Definitely not. In summer, the Yukon is comfortably warm and sunny with temperatures often in the 20s. Summers are shorter and cooler than in southern Canada, with the peak summer period being mid-May to September. Daylight hours are longer, though. In some parts of the Yukon the midnight sun shines all night long. Only the highest mountains in the Yukon have snow all year. In most of the territory, there's usually no snow between the end of April and the end of October.
How big is the Yukon Territory?
At 483,450 square kilometres (186,661 square miles), the Yukon is larger than California and represents 4.8% of Canada's total land area. Of Canada's 10 provinces and three territories, the Yukon is the ninth largest. Despite its size, Yukon is easy to get around, with a network of well-maintained highways and plenty of places to stay to suit everyone’s style. The capital of the Yukon, Whitehorse, is a lively, fun city where you can always find a friendly face, great places to eat and plenty of entertainment.
How many people live in the Yukon?
As of June 2015, there were 37,343 people living in the Yukon.
Will my clients see an igloo in the Yukon?
Afraid not. Inuit people, who traditionally build igloos, live in the Northwest Territories and Nunavut.
How do I rent a vehicle for my clients in the Yukon?
Whether it's a car, camper or RV you're looking for, you'll find a range of vehicle rental options in Whitehorse, the Yukon's capital.
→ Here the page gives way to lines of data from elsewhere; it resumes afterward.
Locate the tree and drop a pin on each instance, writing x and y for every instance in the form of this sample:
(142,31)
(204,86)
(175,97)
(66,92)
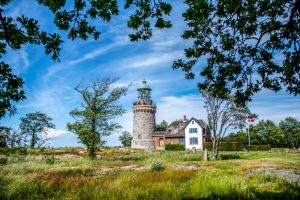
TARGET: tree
(240,39)
(162,126)
(10,137)
(240,136)
(35,126)
(77,21)
(223,114)
(11,90)
(99,107)
(291,128)
(241,42)
(125,138)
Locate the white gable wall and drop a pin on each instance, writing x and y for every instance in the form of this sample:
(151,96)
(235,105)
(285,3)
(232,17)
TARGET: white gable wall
(198,135)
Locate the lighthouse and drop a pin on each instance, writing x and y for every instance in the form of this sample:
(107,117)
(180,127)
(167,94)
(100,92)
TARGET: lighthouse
(143,119)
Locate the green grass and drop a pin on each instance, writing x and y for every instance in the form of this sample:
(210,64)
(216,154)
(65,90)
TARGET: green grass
(30,177)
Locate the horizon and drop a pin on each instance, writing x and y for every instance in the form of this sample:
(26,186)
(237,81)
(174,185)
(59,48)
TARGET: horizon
(49,84)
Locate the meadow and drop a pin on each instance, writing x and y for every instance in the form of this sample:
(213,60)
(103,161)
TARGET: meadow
(133,174)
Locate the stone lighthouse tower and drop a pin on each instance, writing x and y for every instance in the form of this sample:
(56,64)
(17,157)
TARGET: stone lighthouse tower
(143,119)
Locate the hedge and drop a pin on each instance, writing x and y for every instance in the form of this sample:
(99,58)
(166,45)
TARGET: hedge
(225,146)
(236,146)
(175,147)
(265,147)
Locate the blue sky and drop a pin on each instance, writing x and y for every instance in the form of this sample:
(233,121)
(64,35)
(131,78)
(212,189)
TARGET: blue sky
(49,84)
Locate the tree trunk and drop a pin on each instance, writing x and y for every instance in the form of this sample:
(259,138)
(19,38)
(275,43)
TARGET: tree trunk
(32,140)
(92,153)
(215,149)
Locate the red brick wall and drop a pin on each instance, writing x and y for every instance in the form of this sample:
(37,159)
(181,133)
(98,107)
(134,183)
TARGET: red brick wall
(174,140)
(156,141)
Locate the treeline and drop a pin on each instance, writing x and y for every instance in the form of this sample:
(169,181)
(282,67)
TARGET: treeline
(286,134)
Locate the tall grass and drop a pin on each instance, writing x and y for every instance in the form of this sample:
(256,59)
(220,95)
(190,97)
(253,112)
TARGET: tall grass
(79,178)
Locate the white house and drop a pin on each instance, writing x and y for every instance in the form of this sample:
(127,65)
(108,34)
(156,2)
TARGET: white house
(194,134)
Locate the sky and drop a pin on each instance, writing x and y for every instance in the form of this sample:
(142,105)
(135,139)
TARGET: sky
(49,85)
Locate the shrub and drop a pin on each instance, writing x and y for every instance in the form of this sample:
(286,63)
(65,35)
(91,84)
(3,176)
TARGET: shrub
(50,160)
(229,156)
(175,147)
(157,166)
(13,150)
(17,158)
(225,146)
(3,160)
(265,147)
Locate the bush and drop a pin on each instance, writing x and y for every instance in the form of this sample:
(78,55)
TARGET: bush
(265,147)
(50,160)
(229,156)
(3,160)
(225,146)
(175,147)
(16,158)
(157,166)
(13,150)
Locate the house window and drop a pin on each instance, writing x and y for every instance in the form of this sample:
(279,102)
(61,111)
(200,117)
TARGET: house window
(193,130)
(193,140)
(181,140)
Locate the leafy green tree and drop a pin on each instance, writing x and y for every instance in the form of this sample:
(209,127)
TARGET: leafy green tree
(78,21)
(291,128)
(269,133)
(239,136)
(99,107)
(35,126)
(241,41)
(162,126)
(11,90)
(10,137)
(125,138)
(223,114)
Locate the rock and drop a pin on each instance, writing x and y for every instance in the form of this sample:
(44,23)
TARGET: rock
(82,152)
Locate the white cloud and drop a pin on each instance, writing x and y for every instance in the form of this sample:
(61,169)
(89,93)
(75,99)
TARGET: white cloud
(51,133)
(150,59)
(120,41)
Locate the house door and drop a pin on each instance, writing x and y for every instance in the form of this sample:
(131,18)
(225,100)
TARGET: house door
(161,142)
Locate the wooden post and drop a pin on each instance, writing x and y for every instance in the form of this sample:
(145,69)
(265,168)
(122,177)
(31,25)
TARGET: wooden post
(205,156)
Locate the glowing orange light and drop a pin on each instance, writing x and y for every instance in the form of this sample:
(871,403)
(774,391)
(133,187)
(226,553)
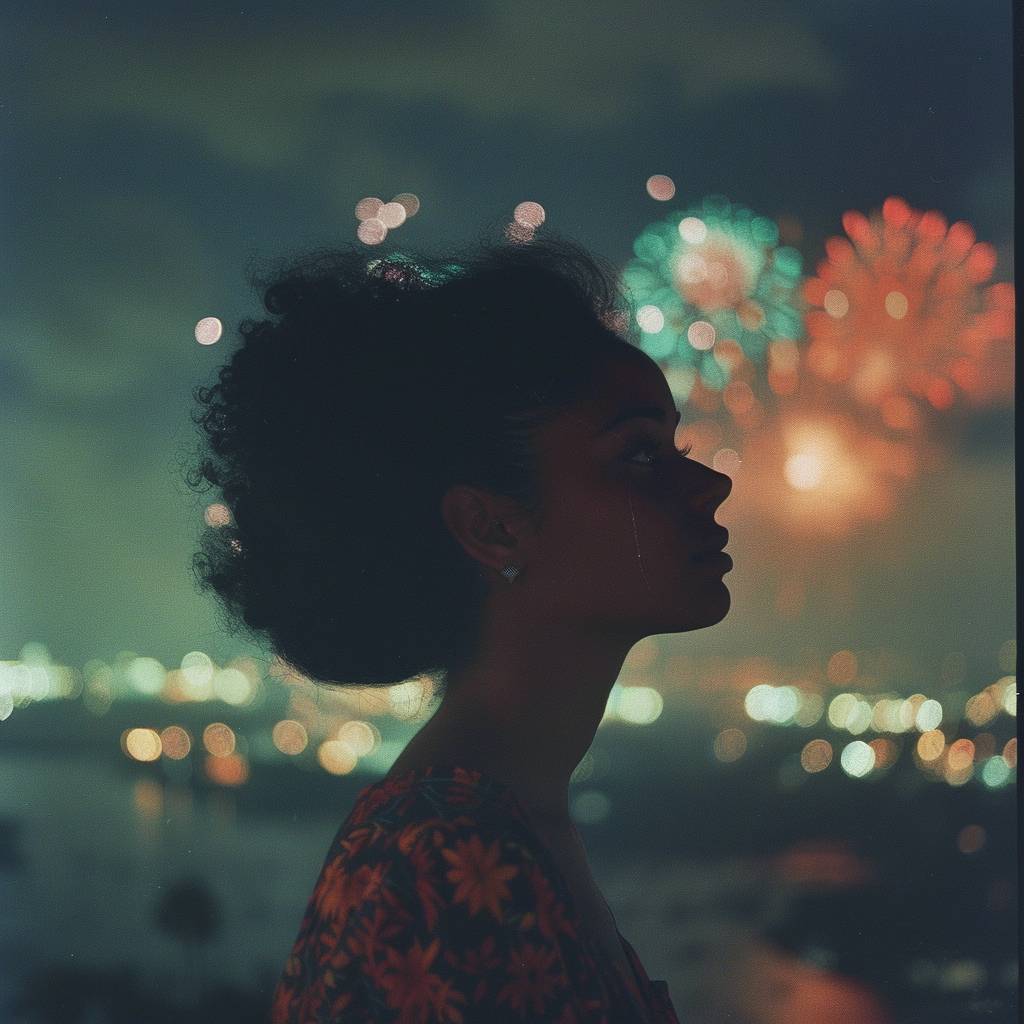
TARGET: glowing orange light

Your preferred local tour operators/wholesalers that sell Canada FIT products, will generally also offer vehicle rental in the Yukon.
Are there bears in the Yukon?
Yes. Yukon is home to healthy populations of grizzly and black bears. The Yukon is also lucky enough to have an impressive range of native wildlife including caribou, moose, wolves, wolverines, mountain sheep and lynx. Why not suggest your clients come to the Yukon for a wildlife viewing vacation?
What about those pesky bugs?
While it’s true there are bugs in the Yukon, they’re not as bad here as in other parts of Canada. Mosquitoes are out in June, July and August and black flies appear in late August and September. Numbers of both pests tend to increase after a rain.
Most Yukon communities have control programs to manage mosquito populations. When you’re out in the wilds, bugs can be a nuisance – especially in low-lying, marshy areas without a breeze. Pack along repellent or a bug jacket, just in case.
What are the rules for tipping?
As in many other places, service is rarely included in hotel and restaurant bills in the Yukon. Typical tipping ranges from 10 to 15 per cent of the total bill.
What are the smoking laws in the Yukon?
Smoking is banned in most public areas, including all international and domestic flights, airport terminals, public transport, stores and office buildings. In Whitehorse, all restaurants, cafés and bars are non-smoking.
Do my clients need any vaccinations to come to the Yukon?
No. No vaccinations are required for travel in the Yukon.
Can my clients bring any electrical appliances?
Yes, as long as they're compatible with our electrical voltage here in the Yukon—110AC 60 cycles with two flat-pin outlets.